Ik ben 1 meter 93, maar geen enkele topgolfer wil zich 'lang' voelen als hij een bal uit het zand slaat. Dan wordt je swing namelijk steiler en is het veel lastiger om die effectieve vlakke invalshoek te krijgen waarbij de club een paar centimeter achter de bal in het zand glijdt. Omdat ik laag wil zitten, adresseer ik de bal bijna in een gehurkte positie. Mijn voeten staan verder uit elkaar dan bij een normale set-up, mijn knieën zijn meer gebogen, mijn billen steken meer uit en de grip zit lager bij de grond. Dit maakt het veel makkelijker om de juiste slag uit te voeren.
1. Onderlichaam op slot
Hoe lager je bij het adresseren zit, des te makkelijker is het om de bal de lucht in te krijgen. Ofwel: als ik veel hoogte nodig heb, zit ik lager... simpel. De brede stand met gebogen knieën zet het onderlichaam 'op slot', wat zorgt voor een goede basis en veel stabiliteit. Dit helpt om de club elke keer op dezelfde plek in het zand te laten glijden.
2. Grip laag
Als ik een 'splash' over korte afstand wil slaan, draai ik het clubblad open om meer loft en bounce te krijgen. Daarom kan ik agressief swingen. Omdat ik de grip richting het zand laat zakken, komt het clubblad vanzelf weer haaks op het doel te staan. Een lage grip resulteert in een vlakkere shaft en invalshoek, waardoor je ondiepe, effectieve zanddivots kunt slaan.
3. Meer loft bij impact
Omdat ik met een 'sterk' clubblad speel, moet ik opletten dat ik tijdens de swing de loft van de club in stand hou. Deze oefening helpt om het goede gevoel te krijgen. Ik schep wat zand op het clubblad en dit wil zo lang laten liggen dat ik het in de backswing over mijn schouder kan gooien.

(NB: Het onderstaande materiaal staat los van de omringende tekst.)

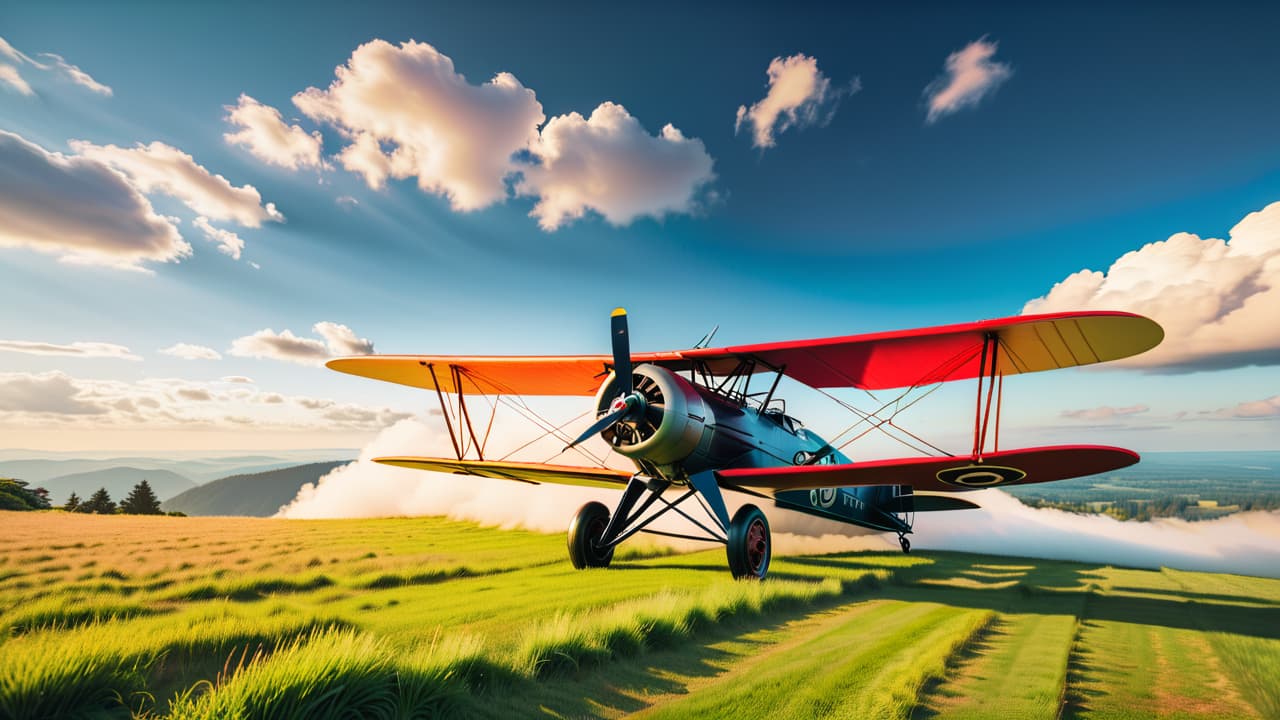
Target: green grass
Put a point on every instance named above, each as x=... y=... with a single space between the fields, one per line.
x=406 y=618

4. Voorkom een nek vol zand
Als ik tijdens de backswing loft 'verlies', glijdt het zand van het clubblad en komt het in mijn nek terecht. Dit is een goede oefening voor golfers die, net als ik, met een gesloten clubblad spelen, maar het kan iedereen helpen, want loft is een van de vereisten van goed bunkerspel.